Reznichenko Anna, Nair Viji, Eddy Sean, Fermin Damian, Tomilo Mark, Slidel Timothy, Ju Wenjun, Henry Ian, Badal Shawn S, Wesley Johnna D, Liles John T, Moosmang Sven, Williams Julie M, Quinn Carol Moreno, Bitzer Markus, Hodgin Jeffrey B, Barisoni Laura, Karihaloo Anil, Breyer Matthew D, Duffin Kevin L, Patel Uptal D, Magnone Maria Chiara, Bhat Ratan, Kretzler Matthias
Translational Science & Experimental Medicine, Research and Early Development, Cardiovascular, Renal and Metabolism, BioPharmaceuticals R&D, AstraZeneca, Gothenburg, Sweden.
Department of Internal Medicine, Division of Nephrology, University of Michigan, Ann Arbor, Michigan, USA.
Kidney Int. 2024 Jun;105(6):1263-1278. doi: 10.1016/j.kint.2024.01.012. Epub 2024 Jan 27.

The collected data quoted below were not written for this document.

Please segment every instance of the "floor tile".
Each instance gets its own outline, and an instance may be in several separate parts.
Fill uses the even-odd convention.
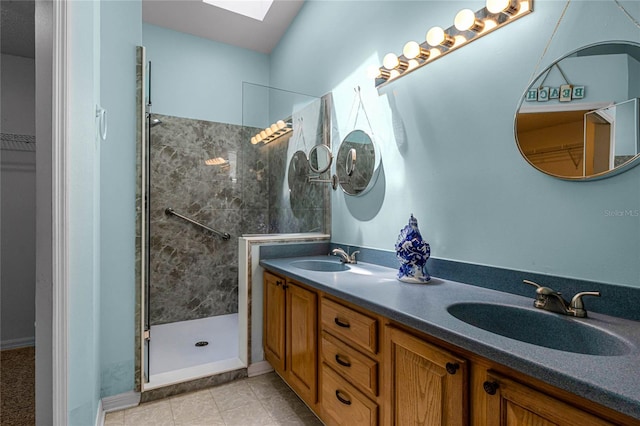
[[[223,412],[255,402],[257,399],[246,380],[216,386],[210,391],[218,409]]]
[[[105,414],[104,426],[124,426],[124,410]]]
[[[247,379],[247,383],[258,399],[293,392],[276,373],[250,377]]]
[[[220,411],[208,390],[191,392],[169,399],[173,420],[180,424],[204,418],[220,418]]]
[[[277,424],[259,401],[222,411],[222,418],[226,426],[274,426]]]
[[[148,402],[124,410],[125,426],[173,426],[173,413],[168,400]]]

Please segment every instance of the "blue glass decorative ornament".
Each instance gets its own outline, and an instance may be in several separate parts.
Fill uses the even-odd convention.
[[[406,283],[426,283],[431,280],[427,272],[427,259],[431,254],[429,244],[422,239],[418,221],[413,214],[409,224],[402,228],[396,242],[396,257],[400,261],[398,279]]]

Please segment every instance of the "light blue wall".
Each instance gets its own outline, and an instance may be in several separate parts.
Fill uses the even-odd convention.
[[[102,0],[100,100],[108,114],[100,145],[101,396],[134,388],[136,46],[140,1]]]
[[[68,423],[95,424],[100,400],[100,5],[68,4]]]
[[[242,82],[267,85],[269,57],[154,25],[142,25],[151,61],[152,112],[242,124]]]
[[[640,20],[640,2],[620,3]],[[334,242],[393,250],[413,213],[438,258],[640,287],[640,167],[561,181],[530,167],[514,142],[516,107],[539,71],[587,44],[640,41],[614,1],[566,4],[536,0],[533,14],[378,93],[370,65],[484,2],[305,2],[271,55],[270,85],[333,92],[334,150],[354,127],[361,86],[384,169],[362,197],[333,193]]]

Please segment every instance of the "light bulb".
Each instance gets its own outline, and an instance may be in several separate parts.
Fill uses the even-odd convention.
[[[251,138],[251,145],[255,145],[255,144],[257,144],[258,142],[260,142],[260,141],[259,141],[258,139],[256,139],[256,137],[255,137],[255,136]]]
[[[402,49],[402,54],[407,59],[427,59],[429,57],[429,51],[422,48],[422,46],[420,46],[415,41],[407,42],[407,44],[405,44],[404,48]]]
[[[271,125],[271,131],[274,132],[274,133],[278,131],[278,125],[276,123],[273,123]]]
[[[414,69],[420,65],[417,59],[409,59],[409,69]]]
[[[400,71],[391,70],[391,72],[389,73],[389,80],[394,79],[396,77],[400,77]]]
[[[260,132],[260,137],[262,139],[266,139],[267,138],[267,132],[265,132],[264,130]]]
[[[482,21],[476,19],[476,14],[471,9],[462,9],[456,14],[453,21],[458,31],[475,31],[480,32],[484,28]]]
[[[491,13],[514,15],[518,12],[518,2],[513,0],[487,0],[486,7]]]
[[[398,66],[400,61],[398,57],[394,53],[387,53],[384,55],[384,59],[382,59],[382,65],[388,70],[392,70]]]
[[[278,129],[282,130],[285,127],[287,127],[287,125],[284,123],[284,121],[282,120],[278,120],[278,122],[276,123],[276,125],[278,126]]]
[[[264,129],[264,132],[267,134],[267,136],[271,136],[273,134],[273,130],[271,130],[271,127],[267,127],[266,129]]]
[[[262,140],[262,136],[260,136],[260,133],[258,133],[254,137],[256,138],[256,143],[258,143],[258,142],[260,142]]]
[[[440,27],[433,27],[427,32],[427,43],[429,46],[453,46],[454,40],[453,37],[444,32],[444,30]]]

Current classification of chronic kidney disease (CKD) into stages using indirect systemic measures (estimated glomerular filtration rate (eGFR) and albuminuria) is agnostic to the heterogeneity of underlying molecular processes in the kidney thereby limiting precision medicine approaches. To generate a novel CKD categorization that directly reflects within kidney disease drivers we analyzed publicly available transcriptomic data from kidney biopsy tissue. A Self-Organizing Maps unsupervised artificial neural network machine-learning algorithm was used to stratify a total of 369 patients with CKD and 46 living kidney donors as healthy controls. Unbiased stratification of the discovery cohort resulted in identification of four novel molecular categories of disease termed CKD-Blue, CKD-Gold, CKD-Olive, CKD-Plum that were replicated in independent CKD and diabetic kidney disease datasets and can be further tested on any external data at kidneyclass.org. Each molecular category spanned across CKD stages and histopathological diagnoses and represented transcriptional activation of distinct biological pathways. Disease progression rates were highly significantly different between the molecular categories. CKD-Gold displayed rapid progression, with significant eGFR-adjusted Cox regression hazard ratio of 5.6 [1.01-31.3] for kidney failure and hazard ratio of 4.7 [1.3-16.5] for composite of kidney failure or a 40% or more eGFR decline. Urine proteomics revealed distinct patterns between the molecular categories, and a 25-protein signature was identified to distinguish CKD-Gold from other molecular categories. Thus, patient stratification based on kidney tissue omics offers a gateway to non-invasive biomarker-driven categorization and the potential for future clinical implementation, as a key step towards precision medicine in CKD.
目前使用间接全身指标(估计肾小球滤过率(eGFR)和蛋白尿)将慢性肾脏病(CKD)分为不同阶段的方法,无法识别肾脏潜在分子过程的异质性,从而限制了精准医学方法的应用。为了生成一种直接反映肾脏疾病驱动因素的新型CKD分类方法,我们分析了来自肾活检组织的公开转录组数据。使用自组织映射无监督人工神经网络机器学习算法,将总共369例CKD患者和46例活体肾供体作为健康对照进行分层。对发现队列的无偏分层导致识别出四种新型疾病分子类别,称为CKD-蓝色、CKD-金色、CKD-橄榄色、CKD-李子色,这些类别在独立的CKD和糖尿病肾病数据集中得到了重复,并且可以在kidneyclass.org上的任何外部数据上进一步测试。每个分子类别跨越CKD阶段和组织病理学诊断,并代表不同生物途径的转录激活。分子类别之间的疾病进展率差异非常显著。CKD-金色显示出快速进展,肾衰竭的eGFR校正Cox回归风险比为5.6[1.01-31.3],肾衰竭或eGFR下降40%或更多的复合终点风险比为4.7[1.3-16.5]。尿液蛋白质组学揭示了分子类别之间的不同模式,并确定了一个25蛋白特征来区分CKD-金色与其他分子类别。因此,基于肾脏组织组学的患者分层为非侵入性生物标志物驱动的分类提供了途径,并具有未来临床应用的潜力,这是CKD精准医学的关键一步。